The humanist outlook is exemplified by postmodern intellectuals who
believe that things should be seen not from "outside" as in the
scientific paradigm (SOM) but from the "inside" of a cultural context.
They believe it serves mankind better to be "contextualizers," "story-
tellers," "faith-healers" and "conservationists."

In further defining the postmodern worldview, the author writes:

"In the 20th century, philosophy has, since the later Wittgenstein,
increasingly taken the "linguistic turn" in an anti-Cartesian fashion that
attempts to show as hopeless or irrelevant the separation of subject
and object, fact and value, is and ought. The postmodern thinker seeks
answers in conversation and discourse. Accordingly, truth and the
meaning of life is now better to be found in words and cultural
landscapes, not in a self-contained rational, thinking subject."
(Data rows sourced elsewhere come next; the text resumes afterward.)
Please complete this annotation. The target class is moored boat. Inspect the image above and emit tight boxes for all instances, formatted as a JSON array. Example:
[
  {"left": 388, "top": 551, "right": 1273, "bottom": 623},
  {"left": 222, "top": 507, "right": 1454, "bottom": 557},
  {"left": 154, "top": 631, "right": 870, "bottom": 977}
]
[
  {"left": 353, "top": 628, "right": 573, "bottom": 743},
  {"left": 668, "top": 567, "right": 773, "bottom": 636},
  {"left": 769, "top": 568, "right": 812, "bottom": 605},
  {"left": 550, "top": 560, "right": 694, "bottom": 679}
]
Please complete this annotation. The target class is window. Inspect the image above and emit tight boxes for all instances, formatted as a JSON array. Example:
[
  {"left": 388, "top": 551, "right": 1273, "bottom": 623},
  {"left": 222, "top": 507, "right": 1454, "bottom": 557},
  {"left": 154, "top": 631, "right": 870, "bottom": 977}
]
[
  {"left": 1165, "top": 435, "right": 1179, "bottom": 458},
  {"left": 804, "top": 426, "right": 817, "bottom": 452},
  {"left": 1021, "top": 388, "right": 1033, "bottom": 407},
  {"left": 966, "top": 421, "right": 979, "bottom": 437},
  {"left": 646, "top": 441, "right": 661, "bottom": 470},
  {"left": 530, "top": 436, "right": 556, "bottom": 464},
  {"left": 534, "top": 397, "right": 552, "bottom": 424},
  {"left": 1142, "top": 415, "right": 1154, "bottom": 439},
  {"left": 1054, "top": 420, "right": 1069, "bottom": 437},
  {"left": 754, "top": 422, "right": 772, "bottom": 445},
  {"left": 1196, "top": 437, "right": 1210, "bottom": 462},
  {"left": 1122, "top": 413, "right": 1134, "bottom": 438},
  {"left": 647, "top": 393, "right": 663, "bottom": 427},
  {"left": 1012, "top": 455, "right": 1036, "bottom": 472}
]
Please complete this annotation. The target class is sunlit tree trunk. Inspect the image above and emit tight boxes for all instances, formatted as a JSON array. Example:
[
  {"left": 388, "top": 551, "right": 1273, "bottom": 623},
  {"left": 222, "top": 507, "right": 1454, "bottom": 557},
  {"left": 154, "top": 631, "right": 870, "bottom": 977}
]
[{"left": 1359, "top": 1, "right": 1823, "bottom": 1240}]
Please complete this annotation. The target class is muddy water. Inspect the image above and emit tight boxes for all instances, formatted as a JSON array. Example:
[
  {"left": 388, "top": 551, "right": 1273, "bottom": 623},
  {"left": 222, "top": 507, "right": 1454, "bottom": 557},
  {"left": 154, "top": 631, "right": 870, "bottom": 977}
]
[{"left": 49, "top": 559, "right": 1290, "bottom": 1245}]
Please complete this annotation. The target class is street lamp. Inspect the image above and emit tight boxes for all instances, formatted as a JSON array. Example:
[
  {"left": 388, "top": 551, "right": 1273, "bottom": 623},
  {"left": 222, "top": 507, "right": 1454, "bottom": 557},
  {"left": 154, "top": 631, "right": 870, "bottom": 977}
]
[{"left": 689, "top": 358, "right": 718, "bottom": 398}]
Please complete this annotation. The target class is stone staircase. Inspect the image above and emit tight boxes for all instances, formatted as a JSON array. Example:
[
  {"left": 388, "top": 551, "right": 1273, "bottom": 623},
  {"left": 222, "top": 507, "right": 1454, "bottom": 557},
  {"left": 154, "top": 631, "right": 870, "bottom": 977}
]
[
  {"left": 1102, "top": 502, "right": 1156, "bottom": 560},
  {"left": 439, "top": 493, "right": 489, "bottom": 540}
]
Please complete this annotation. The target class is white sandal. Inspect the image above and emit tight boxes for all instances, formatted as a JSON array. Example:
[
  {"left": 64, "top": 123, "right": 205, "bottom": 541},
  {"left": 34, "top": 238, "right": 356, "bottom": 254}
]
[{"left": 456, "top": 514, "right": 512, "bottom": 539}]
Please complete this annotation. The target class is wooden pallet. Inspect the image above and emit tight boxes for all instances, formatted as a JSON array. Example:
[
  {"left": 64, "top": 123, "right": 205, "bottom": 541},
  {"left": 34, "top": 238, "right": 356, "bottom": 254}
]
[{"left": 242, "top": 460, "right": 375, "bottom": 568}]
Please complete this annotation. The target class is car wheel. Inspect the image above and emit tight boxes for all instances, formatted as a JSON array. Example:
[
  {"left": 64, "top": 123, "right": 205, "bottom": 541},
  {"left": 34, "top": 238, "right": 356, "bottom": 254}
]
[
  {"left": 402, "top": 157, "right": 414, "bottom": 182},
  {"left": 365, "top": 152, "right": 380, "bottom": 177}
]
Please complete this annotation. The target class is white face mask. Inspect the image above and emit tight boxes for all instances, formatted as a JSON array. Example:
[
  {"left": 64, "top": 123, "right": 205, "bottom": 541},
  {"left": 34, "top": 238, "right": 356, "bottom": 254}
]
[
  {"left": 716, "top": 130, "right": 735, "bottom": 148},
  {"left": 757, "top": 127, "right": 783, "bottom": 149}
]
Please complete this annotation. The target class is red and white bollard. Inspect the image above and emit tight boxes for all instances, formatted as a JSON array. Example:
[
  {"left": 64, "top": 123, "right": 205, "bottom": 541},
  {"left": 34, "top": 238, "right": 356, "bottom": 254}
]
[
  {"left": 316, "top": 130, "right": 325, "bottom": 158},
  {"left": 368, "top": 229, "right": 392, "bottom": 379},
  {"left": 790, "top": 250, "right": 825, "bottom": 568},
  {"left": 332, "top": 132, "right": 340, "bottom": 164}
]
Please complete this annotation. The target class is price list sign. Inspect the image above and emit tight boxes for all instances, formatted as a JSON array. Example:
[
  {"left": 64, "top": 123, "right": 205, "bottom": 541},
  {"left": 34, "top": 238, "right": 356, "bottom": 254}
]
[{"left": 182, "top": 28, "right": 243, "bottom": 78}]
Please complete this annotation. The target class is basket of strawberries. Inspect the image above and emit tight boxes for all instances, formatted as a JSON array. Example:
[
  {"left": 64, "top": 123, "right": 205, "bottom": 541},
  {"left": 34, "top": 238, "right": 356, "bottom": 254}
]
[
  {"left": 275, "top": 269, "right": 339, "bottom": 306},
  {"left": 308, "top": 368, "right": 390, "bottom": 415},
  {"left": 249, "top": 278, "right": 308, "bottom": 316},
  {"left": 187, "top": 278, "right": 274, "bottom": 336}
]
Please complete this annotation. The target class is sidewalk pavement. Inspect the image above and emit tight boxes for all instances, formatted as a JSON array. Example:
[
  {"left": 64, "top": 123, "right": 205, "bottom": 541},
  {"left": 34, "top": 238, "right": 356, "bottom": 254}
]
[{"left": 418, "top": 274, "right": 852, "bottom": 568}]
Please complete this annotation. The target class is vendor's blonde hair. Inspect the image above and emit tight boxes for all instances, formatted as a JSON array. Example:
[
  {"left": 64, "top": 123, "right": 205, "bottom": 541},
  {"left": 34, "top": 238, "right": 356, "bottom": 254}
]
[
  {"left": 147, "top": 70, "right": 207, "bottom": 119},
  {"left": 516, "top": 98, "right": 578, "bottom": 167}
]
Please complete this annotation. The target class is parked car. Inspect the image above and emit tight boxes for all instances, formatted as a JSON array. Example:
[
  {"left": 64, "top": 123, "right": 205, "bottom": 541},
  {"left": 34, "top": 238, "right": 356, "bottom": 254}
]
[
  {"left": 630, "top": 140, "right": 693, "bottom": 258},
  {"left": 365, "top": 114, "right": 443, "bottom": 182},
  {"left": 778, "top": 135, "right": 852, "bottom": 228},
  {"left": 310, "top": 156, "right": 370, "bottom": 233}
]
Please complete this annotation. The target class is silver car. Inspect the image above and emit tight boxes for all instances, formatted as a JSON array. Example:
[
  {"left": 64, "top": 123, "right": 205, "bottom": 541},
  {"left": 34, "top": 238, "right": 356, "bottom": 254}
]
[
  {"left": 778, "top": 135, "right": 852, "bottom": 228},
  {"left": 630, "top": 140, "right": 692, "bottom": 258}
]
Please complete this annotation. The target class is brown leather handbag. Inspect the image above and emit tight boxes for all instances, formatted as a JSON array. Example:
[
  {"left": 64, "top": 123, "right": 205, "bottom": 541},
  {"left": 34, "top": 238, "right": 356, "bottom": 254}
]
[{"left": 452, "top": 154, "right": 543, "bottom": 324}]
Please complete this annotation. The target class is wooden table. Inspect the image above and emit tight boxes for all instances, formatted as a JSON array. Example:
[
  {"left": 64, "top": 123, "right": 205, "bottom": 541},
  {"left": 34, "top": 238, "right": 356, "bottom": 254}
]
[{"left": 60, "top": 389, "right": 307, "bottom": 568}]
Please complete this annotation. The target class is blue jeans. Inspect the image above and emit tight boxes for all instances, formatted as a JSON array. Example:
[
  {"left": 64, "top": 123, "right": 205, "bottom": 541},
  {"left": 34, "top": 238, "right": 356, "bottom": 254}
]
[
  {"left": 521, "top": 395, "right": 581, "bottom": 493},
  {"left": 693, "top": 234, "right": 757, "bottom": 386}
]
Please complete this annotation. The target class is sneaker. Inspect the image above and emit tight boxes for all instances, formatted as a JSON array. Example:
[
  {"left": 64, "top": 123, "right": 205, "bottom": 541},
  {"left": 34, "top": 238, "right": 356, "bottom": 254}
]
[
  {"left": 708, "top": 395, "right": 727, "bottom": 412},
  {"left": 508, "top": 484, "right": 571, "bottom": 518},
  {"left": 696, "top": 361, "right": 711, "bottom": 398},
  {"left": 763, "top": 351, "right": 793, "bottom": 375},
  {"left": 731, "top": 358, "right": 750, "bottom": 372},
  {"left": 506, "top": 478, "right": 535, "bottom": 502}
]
Now the reason I bring this up is twofold. First, I am and have always
been intrigued by Bo's view of Q-Intellect although I admit to having
less than a full grip on the concept. Obviously, the author of the paper
described above hasn't a clue about Q-Intellect. But he does have an
idea about meta-intellect, and I find it somewhat difficult to distinguish
between those two concepts. (Maybe "concept" is the wrong word to
use when referring to Q-Intellect since I suspect that its essence may
be, like mysticism, inexplicable.)

Second, Pirsig doesn't identify postmodernism as a separate thought
system on a par with SOM as does the author of the paper noted
above, making me wonder how he (Pirsig) would treat the
postmodernist emphasis on values and whether he would find
postmodernist thought morally bankrupt in spite of the lip service it
pays to qualities over quantification.

Personally I find postmodernism distasteful, primarily because of its
leftist, socialist, utopian agenda. And I find nothing in the MOQ too
support the postmodern paradigm. But I could be wrong.